DAILY MAIL COMMENT: Rail chaos and a lousy bargain for taxpayers 

Who were the Whitehall numbskulls who negotiated the franchise that will land taxpayers with a bill of more than £50million for the rail strike, while the train company involved stands to save money from the stoppages?

Under this asinine deal, the Government will pick up the tab for a £38million shortfall in fare revenue caused by the walk-outs, while shelling out up to £15million compensation to passengers.

Meanwhile, Southern Rail’s parent firm is saving an estimated £1.1million in pay for striking drivers and conductors, while still receiving an all-but guaranteed flat payment from taxpayers of £8.9billion over the seven years of its franchise.

Under this asinine deal, the Government will pick up the tab for a £38million shortfall in fare revenue caused by the walk-outs (commuters in Victoria station)

Southern Rail’s parent firm is saving an estimated £1.1million in pay for striking drivers and conductors (commuters pictured in East Croydon)

Isn’t this lousy bargain depressingly typical of the way sharp-minded businessmen run rings round the dull-witted guardians of the public purse?

With so little incentive to run a decent service, is it any wonder that even before the walk-outs, Southern had the worst punctuality record in the UK – or that its managers have let a pathetic dispute over who opens and shuts doors drag on for the best part of a year, inflicting untold suffering on 300,000 passengers daily?

It is no surprise either that the latest annual profits of Southern’s parent, the inappropriately named Go-Ahead Group, were a cool £99.8million, while its chief executive pocketed £2.2million last year.

True, nobody should forget that the worst villains of the strike are politically-motivated union barons, whose lies about safety concerns over driver-only trains this paper exposes today.

The sooner the law is changed to punish their blackmail, the sooner we can be saved from a repeat of the 1970s, when union wreckers brought us to our knees.

But is it too much to ask that the next time the Government sells a public asset to a private firm, it finds a civil servant with a business brain to negotiate on our behalf – if such a person exists?

 

In the Commons yesterday, Theresa May said Britain should be proud of spending £12billion a year on overseas aid. One question: why?

Great aid betrayal

On the day after MPs excoriated ministers for wasting £285.5million of aid on an unusable airport in St Helena, the Mail reveals that 45 per cent of town halls have stopped providing meals on wheels for Britain’s housebound elderly.

Since 2010, meanwhile, at least one council has doubled the charge for hot meals to £6, leaving many unable to afford them and so putting health at risk and piling pressure on the NHS.

Isn’t it pertinent to point out that, even at £10 each, the cost of an unusable airport in St Helena would buy 28.5million meals for Britain’s elderly and hungry?

In the Commons yesterday, Theresa May said Britain should be proud of spending £12billion a year on overseas aid.
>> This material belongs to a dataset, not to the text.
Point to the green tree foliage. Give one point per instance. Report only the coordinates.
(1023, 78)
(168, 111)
One question: why?

 

A life-saving victory

Britain's commercially viable Press is much maligned by the heavily subsidised liberal media. But the Mail is hugely proud of our role in prompting a Government drive to heighten awareness of the symptoms of sepsis, the ‘silent killer’ that claims 44,000 lives in Britain every year – more than breast, bowel and prostate cancer combined.

As we applaud our partners in the UK Sepsis Trust – and Health Secretary Jeremy Hunt, on his enthusiasm in taking up the cause – we can say one thing with certainty: children and adults who would otherwise have died will live because of our campaign.

■ Admitting he has not a scintilla of evidence, Labour’s Ben Bradshaw tells MPs it is ‘highly probable’ that Russian hackers swung the vote for Brexit. Thus, this arch-Bremoaner plumbs new depths for what passes as parliamentary debate. How DO such twits end up in politics?